For the last 6 years, Down syndrome has been a part of my life, every day, all day.
Since completing my book “What I Want You To Know”, I’ve been blogging, tweeting, facebooking, you name it, Down syndrome related news stories and information. And while seeking out these stories and news pieces is hardly a new thing for me, sharing them is.
I realize that so many people may not read every story. Most people won’t read any. But I’m going to continue to beat this drum, and here’s why.
In thinking more and more about why I wrote that book, it was because of the fears and worries I had as a new parent of a child with Down syndrome. Fear–a fear of the unknown. This whole segment of our population that has Down syndrome is relatively ignored and forgotten. I’ve read statistics that around 75% of women who learn they are carrying a child with Down syndrome terminate the pregnancy. Before passing judgment on a person for doing this, I know that the main reason for this decision is fear. Whether they fear that the child’s quality of life is lessened, or the stigma, or the added expense or raising a child with special needs…these reasons are all based in fear.

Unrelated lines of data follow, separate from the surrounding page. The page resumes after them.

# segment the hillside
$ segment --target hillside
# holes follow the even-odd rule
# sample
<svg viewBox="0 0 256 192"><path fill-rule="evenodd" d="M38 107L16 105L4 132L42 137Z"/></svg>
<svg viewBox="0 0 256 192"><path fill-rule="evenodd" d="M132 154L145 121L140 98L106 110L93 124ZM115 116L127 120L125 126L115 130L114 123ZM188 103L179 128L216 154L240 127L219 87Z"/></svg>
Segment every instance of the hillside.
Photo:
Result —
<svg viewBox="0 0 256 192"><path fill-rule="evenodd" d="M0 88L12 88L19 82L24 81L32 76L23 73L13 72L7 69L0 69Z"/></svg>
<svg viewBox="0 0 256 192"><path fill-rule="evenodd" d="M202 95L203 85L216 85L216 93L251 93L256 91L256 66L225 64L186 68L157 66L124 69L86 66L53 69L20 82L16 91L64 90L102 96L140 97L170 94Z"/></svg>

By sharing stories about individuals with Down syndrome, hopefully some people will be reached and learn that people with Down syndrome are doing some amazing things; making a difference in their communities, whether it’s winning a school homecoming crown, running a business, excelling at sports, modeling, etc, the point is that they are doing pretty normal things. Look at them. Get used to seeing them. Past generations locked them away in institutions, but today, individuals with Down syndrome live and work among us, and that’s worth sharing.
The more we see just how typical and normal their lives are, the more they will become so, and hopefully some of the fears will be lessened, and more will survive the womb.
I don’t want to say at all that having a child with Down syndrome won’t change your life. It will. It will change everything. But just in the most wonderful ways that you can’t even imagine. It will change your heart. It will open your eyes. You will never regret knowing or loving a person with Down syndrome, and you can’t say that about just anyone!
So I will continue to harp on this. My youngest daughter will always have Down syndrome. I owe it to her to try to share stories that remind folks people like her exist and need all of us to respect them as individuals and see past the stereotypes or our own fears or preconceived ideas of who or what they are.